Tulip

General Description/History

Along with the rose, lily and orchid, the tulip can be considered a truly iconic flower. Its long, colourful history, combined with its perennial popularity lift the tulip into a class almost on their own. With the advent of ‘Ice Tulips’, where the bulbs are forced into flower and grown out of season in cooled glasshouses, tulips have become the second most popular flower on the Dutch Auction System, with 680 million stems sold in 2004.

There are about 100 tulip species, but the ones we see used as cut flowers today have all been bred specifically for this purpose and are generally more spectacular than the wild forms. Tulips can be found in every colour except blue or black, although some of the dark purple cultivars like ‘Negrita’ or ‘Queen of Night’ can look very close to black sometimes. Apart from the classic turban-shaped flowers, there are the frilled parrot tulips, and some varieties are striped or variegated. This striping can also be caused by a virus, but it has been almost completely eradicated in commercial stock.

In summer and autumn, tulip bulbs are forced into flower and grown in cooled glasshouses. Most supplies come from the hills east of Melbourne, and Tasmania.

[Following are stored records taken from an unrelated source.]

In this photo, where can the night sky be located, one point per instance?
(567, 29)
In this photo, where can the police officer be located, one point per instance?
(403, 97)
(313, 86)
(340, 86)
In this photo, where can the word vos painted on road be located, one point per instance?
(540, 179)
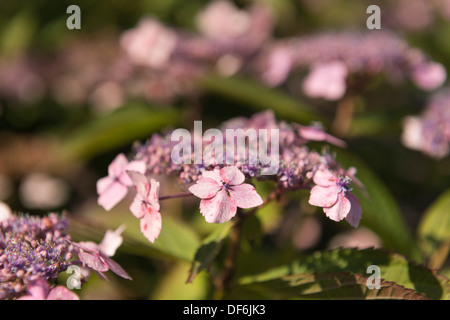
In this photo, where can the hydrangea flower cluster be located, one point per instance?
(222, 187)
(35, 250)
(32, 248)
(333, 56)
(430, 131)
(159, 63)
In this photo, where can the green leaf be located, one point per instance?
(434, 228)
(392, 266)
(330, 286)
(380, 211)
(172, 285)
(117, 129)
(259, 97)
(208, 250)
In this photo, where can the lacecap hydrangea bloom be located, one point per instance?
(224, 186)
(35, 250)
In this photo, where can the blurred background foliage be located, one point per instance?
(52, 153)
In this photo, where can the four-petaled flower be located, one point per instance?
(222, 191)
(145, 205)
(333, 194)
(113, 188)
(97, 256)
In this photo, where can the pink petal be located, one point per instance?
(429, 76)
(111, 241)
(232, 175)
(205, 188)
(140, 182)
(103, 184)
(116, 268)
(139, 207)
(339, 210)
(213, 174)
(324, 178)
(88, 246)
(323, 196)
(151, 225)
(153, 197)
(117, 166)
(355, 214)
(138, 166)
(111, 195)
(245, 196)
(62, 293)
(219, 209)
(93, 261)
(37, 291)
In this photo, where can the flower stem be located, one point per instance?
(225, 281)
(178, 195)
(344, 115)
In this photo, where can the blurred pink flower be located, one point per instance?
(145, 205)
(278, 66)
(333, 194)
(40, 290)
(222, 191)
(113, 188)
(221, 20)
(326, 80)
(429, 76)
(149, 44)
(97, 256)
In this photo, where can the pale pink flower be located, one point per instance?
(222, 191)
(429, 76)
(149, 44)
(145, 205)
(97, 256)
(221, 20)
(333, 194)
(40, 290)
(326, 80)
(113, 188)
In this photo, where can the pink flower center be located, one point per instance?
(344, 184)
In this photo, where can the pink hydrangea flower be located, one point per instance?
(149, 44)
(333, 195)
(221, 20)
(315, 133)
(97, 256)
(145, 205)
(222, 191)
(326, 80)
(429, 76)
(40, 290)
(113, 188)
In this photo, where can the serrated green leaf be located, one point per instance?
(435, 223)
(434, 230)
(380, 211)
(208, 250)
(393, 267)
(173, 286)
(329, 285)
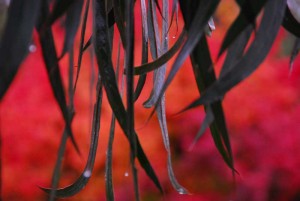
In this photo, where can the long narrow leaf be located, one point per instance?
(81, 46)
(242, 21)
(109, 81)
(21, 18)
(52, 66)
(205, 77)
(253, 57)
(71, 25)
(290, 23)
(164, 58)
(83, 179)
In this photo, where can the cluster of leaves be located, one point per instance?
(243, 58)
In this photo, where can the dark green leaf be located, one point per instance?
(164, 58)
(16, 38)
(253, 57)
(81, 46)
(52, 66)
(71, 25)
(290, 23)
(195, 32)
(205, 77)
(236, 50)
(60, 8)
(242, 21)
(81, 182)
(101, 47)
(295, 52)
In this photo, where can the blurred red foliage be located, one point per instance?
(263, 118)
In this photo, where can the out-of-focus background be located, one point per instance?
(262, 114)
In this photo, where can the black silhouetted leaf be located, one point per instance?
(202, 14)
(236, 50)
(81, 43)
(242, 21)
(62, 146)
(52, 66)
(290, 23)
(205, 77)
(164, 58)
(295, 52)
(60, 8)
(256, 53)
(101, 47)
(142, 78)
(16, 38)
(71, 25)
(83, 179)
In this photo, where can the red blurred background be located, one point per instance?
(262, 113)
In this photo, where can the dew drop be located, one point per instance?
(32, 48)
(87, 173)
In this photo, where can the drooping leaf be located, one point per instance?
(62, 146)
(60, 7)
(108, 163)
(256, 53)
(164, 58)
(202, 14)
(83, 179)
(119, 19)
(242, 21)
(52, 67)
(71, 25)
(294, 53)
(129, 58)
(290, 23)
(101, 47)
(205, 77)
(236, 50)
(81, 43)
(142, 78)
(16, 38)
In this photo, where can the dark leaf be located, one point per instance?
(81, 182)
(16, 38)
(60, 8)
(253, 57)
(52, 66)
(205, 77)
(101, 46)
(164, 58)
(294, 53)
(71, 25)
(202, 14)
(62, 146)
(242, 21)
(236, 50)
(81, 46)
(129, 58)
(142, 78)
(290, 23)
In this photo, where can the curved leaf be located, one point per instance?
(242, 21)
(253, 57)
(290, 23)
(81, 182)
(71, 25)
(52, 66)
(164, 58)
(101, 47)
(14, 44)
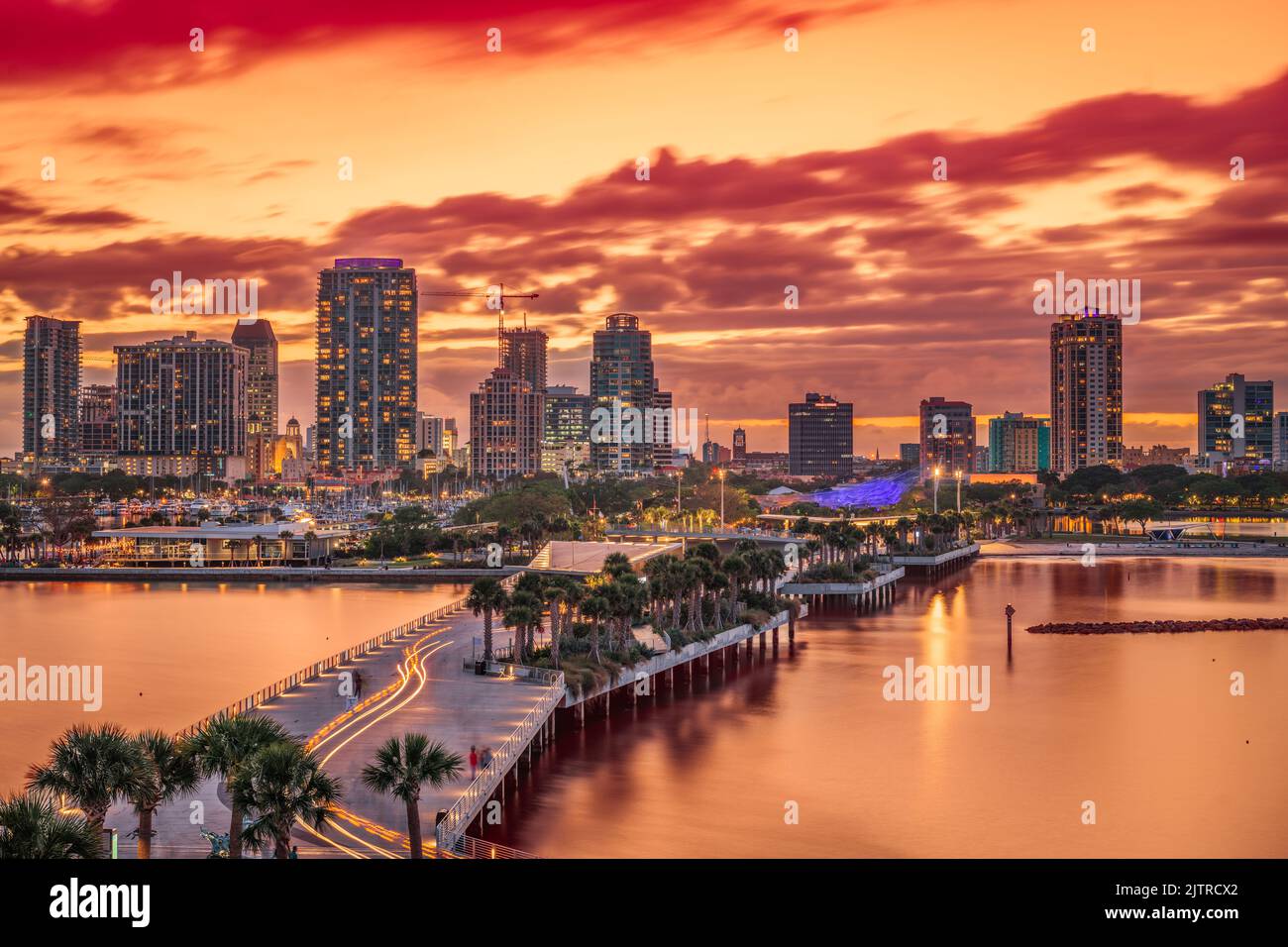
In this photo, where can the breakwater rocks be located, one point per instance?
(1111, 628)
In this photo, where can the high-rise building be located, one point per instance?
(621, 380)
(505, 427)
(947, 437)
(257, 337)
(1086, 392)
(185, 397)
(662, 428)
(1019, 444)
(366, 365)
(566, 436)
(523, 351)
(436, 434)
(1232, 407)
(98, 429)
(51, 388)
(820, 437)
(1280, 441)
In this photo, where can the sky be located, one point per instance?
(782, 149)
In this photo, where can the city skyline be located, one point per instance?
(1095, 158)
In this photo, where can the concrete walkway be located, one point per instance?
(450, 705)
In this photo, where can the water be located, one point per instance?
(174, 652)
(1141, 725)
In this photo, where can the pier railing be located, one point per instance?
(317, 668)
(452, 827)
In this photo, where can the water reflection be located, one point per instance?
(1144, 725)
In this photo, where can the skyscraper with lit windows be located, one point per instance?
(366, 365)
(1086, 392)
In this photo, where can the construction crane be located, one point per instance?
(488, 291)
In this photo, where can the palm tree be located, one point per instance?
(522, 613)
(555, 595)
(93, 767)
(485, 598)
(31, 826)
(593, 608)
(283, 783)
(402, 768)
(167, 775)
(223, 746)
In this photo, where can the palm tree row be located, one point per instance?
(269, 779)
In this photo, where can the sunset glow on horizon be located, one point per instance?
(767, 169)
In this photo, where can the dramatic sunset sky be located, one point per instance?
(769, 167)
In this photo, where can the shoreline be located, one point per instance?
(1012, 551)
(261, 575)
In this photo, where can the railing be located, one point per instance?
(469, 847)
(450, 831)
(318, 668)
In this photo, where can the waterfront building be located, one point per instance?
(98, 429)
(1228, 406)
(436, 434)
(765, 462)
(1086, 392)
(1280, 441)
(566, 433)
(1134, 458)
(505, 427)
(820, 437)
(621, 379)
(235, 544)
(51, 389)
(183, 397)
(366, 365)
(947, 437)
(257, 337)
(1018, 444)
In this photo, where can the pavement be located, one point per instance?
(425, 689)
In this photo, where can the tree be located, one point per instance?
(596, 609)
(555, 595)
(402, 768)
(31, 826)
(485, 598)
(167, 775)
(93, 767)
(283, 783)
(223, 746)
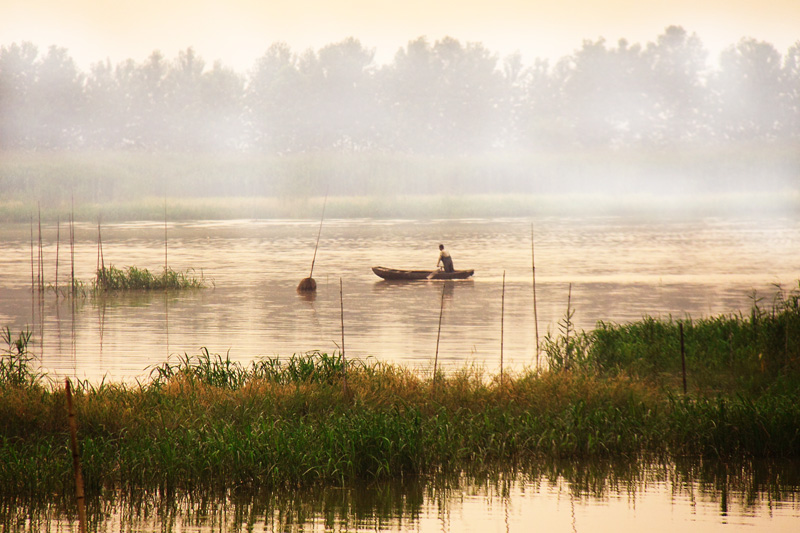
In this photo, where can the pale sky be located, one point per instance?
(236, 32)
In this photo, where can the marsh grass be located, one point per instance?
(132, 278)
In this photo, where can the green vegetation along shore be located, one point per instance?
(132, 185)
(318, 419)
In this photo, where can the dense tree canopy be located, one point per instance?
(443, 97)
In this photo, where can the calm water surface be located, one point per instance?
(619, 269)
(652, 499)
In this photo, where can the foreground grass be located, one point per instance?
(112, 278)
(207, 421)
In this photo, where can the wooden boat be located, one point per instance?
(395, 274)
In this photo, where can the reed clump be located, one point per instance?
(132, 278)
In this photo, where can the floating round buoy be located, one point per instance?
(307, 284)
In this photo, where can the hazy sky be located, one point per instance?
(238, 31)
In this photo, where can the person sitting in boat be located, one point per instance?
(445, 260)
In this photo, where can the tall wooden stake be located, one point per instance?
(72, 244)
(502, 320)
(308, 284)
(438, 335)
(344, 360)
(567, 354)
(166, 262)
(535, 313)
(41, 254)
(76, 460)
(319, 233)
(33, 276)
(683, 357)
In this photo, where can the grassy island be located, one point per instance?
(112, 278)
(316, 418)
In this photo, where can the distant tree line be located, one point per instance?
(433, 98)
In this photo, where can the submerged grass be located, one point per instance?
(112, 278)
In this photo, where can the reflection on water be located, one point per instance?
(570, 496)
(619, 269)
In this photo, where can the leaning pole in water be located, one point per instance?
(308, 284)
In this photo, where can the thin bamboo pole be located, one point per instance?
(535, 313)
(58, 245)
(33, 276)
(502, 326)
(72, 245)
(40, 272)
(345, 390)
(438, 336)
(683, 357)
(166, 258)
(567, 354)
(76, 460)
(308, 284)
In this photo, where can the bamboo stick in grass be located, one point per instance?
(76, 460)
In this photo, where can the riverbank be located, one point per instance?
(206, 421)
(133, 185)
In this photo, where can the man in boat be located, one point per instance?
(445, 260)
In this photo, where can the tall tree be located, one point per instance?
(749, 87)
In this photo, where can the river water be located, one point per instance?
(606, 268)
(574, 497)
(610, 269)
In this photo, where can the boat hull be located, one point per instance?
(409, 275)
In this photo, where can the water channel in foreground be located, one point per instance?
(618, 269)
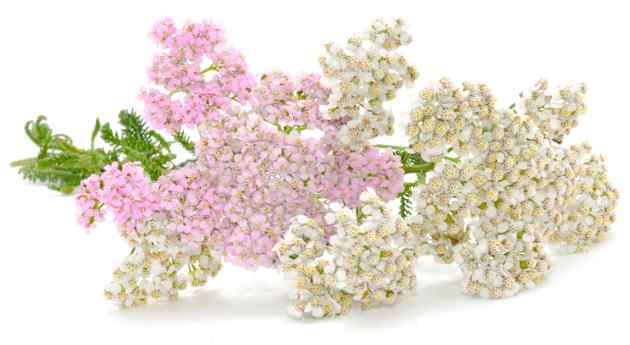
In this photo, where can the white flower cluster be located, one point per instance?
(500, 187)
(362, 76)
(556, 114)
(153, 270)
(370, 261)
(589, 202)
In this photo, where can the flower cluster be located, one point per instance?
(253, 171)
(362, 76)
(153, 270)
(197, 64)
(285, 102)
(491, 187)
(502, 186)
(367, 261)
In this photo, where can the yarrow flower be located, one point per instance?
(482, 187)
(366, 261)
(196, 63)
(362, 76)
(508, 189)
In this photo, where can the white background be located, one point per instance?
(74, 62)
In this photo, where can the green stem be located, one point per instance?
(23, 162)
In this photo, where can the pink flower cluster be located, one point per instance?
(196, 63)
(351, 173)
(126, 191)
(250, 178)
(283, 101)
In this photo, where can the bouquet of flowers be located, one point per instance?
(285, 172)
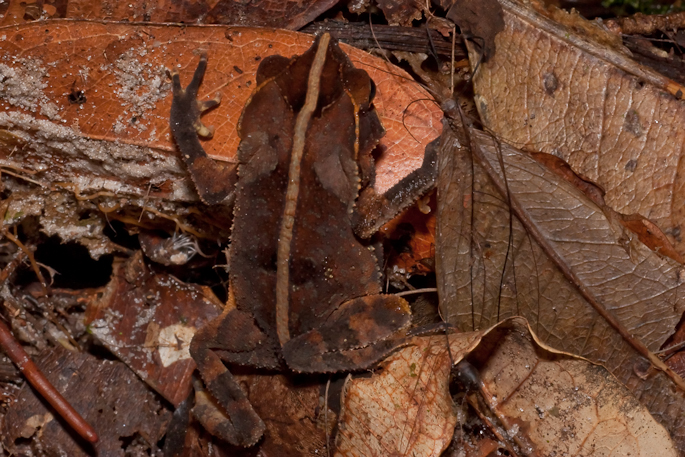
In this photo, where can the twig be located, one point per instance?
(39, 382)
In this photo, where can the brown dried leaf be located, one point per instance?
(566, 90)
(94, 92)
(559, 238)
(548, 402)
(108, 395)
(290, 15)
(148, 320)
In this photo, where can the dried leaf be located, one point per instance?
(109, 396)
(548, 402)
(570, 268)
(97, 94)
(290, 15)
(564, 90)
(148, 320)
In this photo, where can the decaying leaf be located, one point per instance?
(265, 13)
(546, 402)
(96, 96)
(148, 320)
(550, 263)
(109, 396)
(563, 90)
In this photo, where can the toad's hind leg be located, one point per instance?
(235, 336)
(359, 333)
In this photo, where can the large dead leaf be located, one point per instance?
(96, 96)
(564, 90)
(261, 13)
(573, 271)
(546, 402)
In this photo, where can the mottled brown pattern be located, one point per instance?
(336, 318)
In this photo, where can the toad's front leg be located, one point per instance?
(215, 181)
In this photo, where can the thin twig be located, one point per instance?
(38, 381)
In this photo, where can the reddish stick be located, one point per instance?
(39, 382)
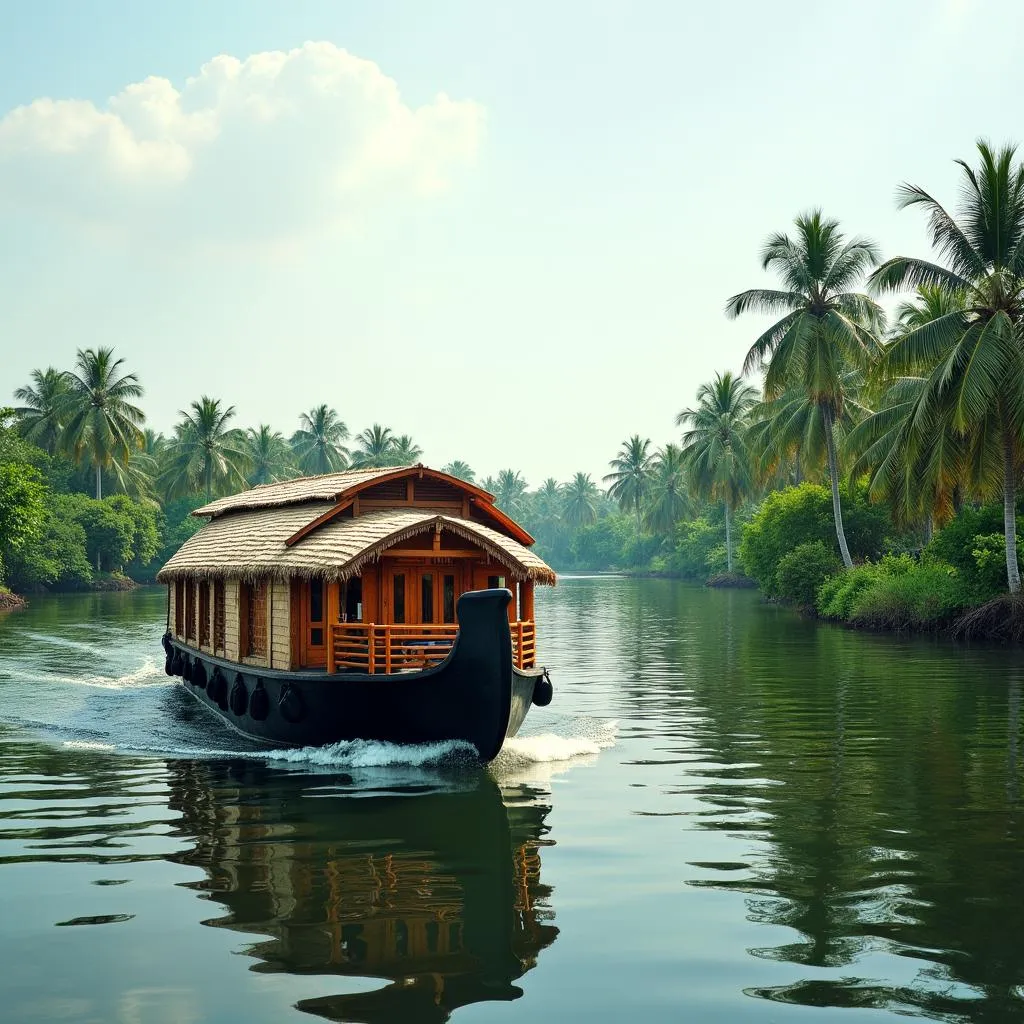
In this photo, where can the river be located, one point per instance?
(728, 813)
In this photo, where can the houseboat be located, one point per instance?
(392, 604)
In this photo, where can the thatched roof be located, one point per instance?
(327, 487)
(251, 544)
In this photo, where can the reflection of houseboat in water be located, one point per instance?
(438, 893)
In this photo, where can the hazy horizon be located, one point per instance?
(508, 232)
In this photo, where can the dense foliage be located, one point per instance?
(872, 477)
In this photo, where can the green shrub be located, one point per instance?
(698, 550)
(802, 571)
(971, 531)
(838, 594)
(931, 594)
(802, 515)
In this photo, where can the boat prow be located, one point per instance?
(476, 695)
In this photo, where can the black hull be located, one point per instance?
(476, 694)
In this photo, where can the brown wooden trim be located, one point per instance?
(481, 499)
(510, 524)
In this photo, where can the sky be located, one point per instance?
(507, 229)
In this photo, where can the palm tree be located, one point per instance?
(669, 500)
(580, 501)
(548, 502)
(715, 445)
(318, 443)
(374, 446)
(922, 474)
(826, 329)
(509, 491)
(41, 419)
(102, 425)
(972, 358)
(404, 452)
(137, 477)
(786, 435)
(204, 453)
(460, 469)
(631, 474)
(268, 455)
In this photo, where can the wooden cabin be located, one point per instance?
(356, 571)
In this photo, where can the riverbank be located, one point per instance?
(9, 600)
(104, 583)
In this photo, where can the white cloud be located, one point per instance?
(261, 148)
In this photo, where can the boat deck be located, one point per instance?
(371, 647)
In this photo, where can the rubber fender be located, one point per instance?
(259, 702)
(291, 704)
(216, 689)
(543, 691)
(240, 696)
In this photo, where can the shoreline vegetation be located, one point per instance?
(869, 479)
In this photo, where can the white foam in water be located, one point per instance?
(86, 744)
(371, 754)
(145, 674)
(583, 739)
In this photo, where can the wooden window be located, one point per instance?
(252, 615)
(316, 612)
(190, 610)
(219, 616)
(204, 613)
(427, 597)
(398, 594)
(448, 598)
(179, 607)
(350, 600)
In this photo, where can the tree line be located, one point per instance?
(919, 417)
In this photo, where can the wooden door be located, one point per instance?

In winter and spring tulips are also grown in the field, again in the cooler regions of Victoria and Tasmania.

Types: Typical tulip (Darwin hybrid), Parrot

Language: (General) – Perfect lover, Fame, Flower emblem of Holland, (Red) – Believe me, Declaration of love, (Variegated) – Beautiful eyes

Birth Flower: July

What to look for

  • Flowers are not fully open, and buds show colour;
  • White and pale yellow varieties can be bought when buds are green;
  • Strong stems that easily hold flower heads;
  • Glossy green leaves with no blotches;
  • Avoid bunches with drooping flowers or yellow leaves.

Flower Care

  1. Keep cool whenever possible.
  2. Split bunches and strip leaves from the lower half of each stem.
  3. Wash mud and dirt from each stem end.
  4. Recut at least 2 cm off each stem with sharp secateurs and place in cold water immediately.
  5. Never bash or split stems.
  6. NO Preservative – it is better just to add a teaspoon of bleach per half-filled bucket.
  7. Replace water every day.
  8. Tulip stems continue to grow towards the light in the vase, which can result in twisted stems. To straighten stems, wrap bunches tightly in clean paper (not newspaper) and place in deep cold water for a few hours.
  9. Never mix tulips with fresh Narcissus.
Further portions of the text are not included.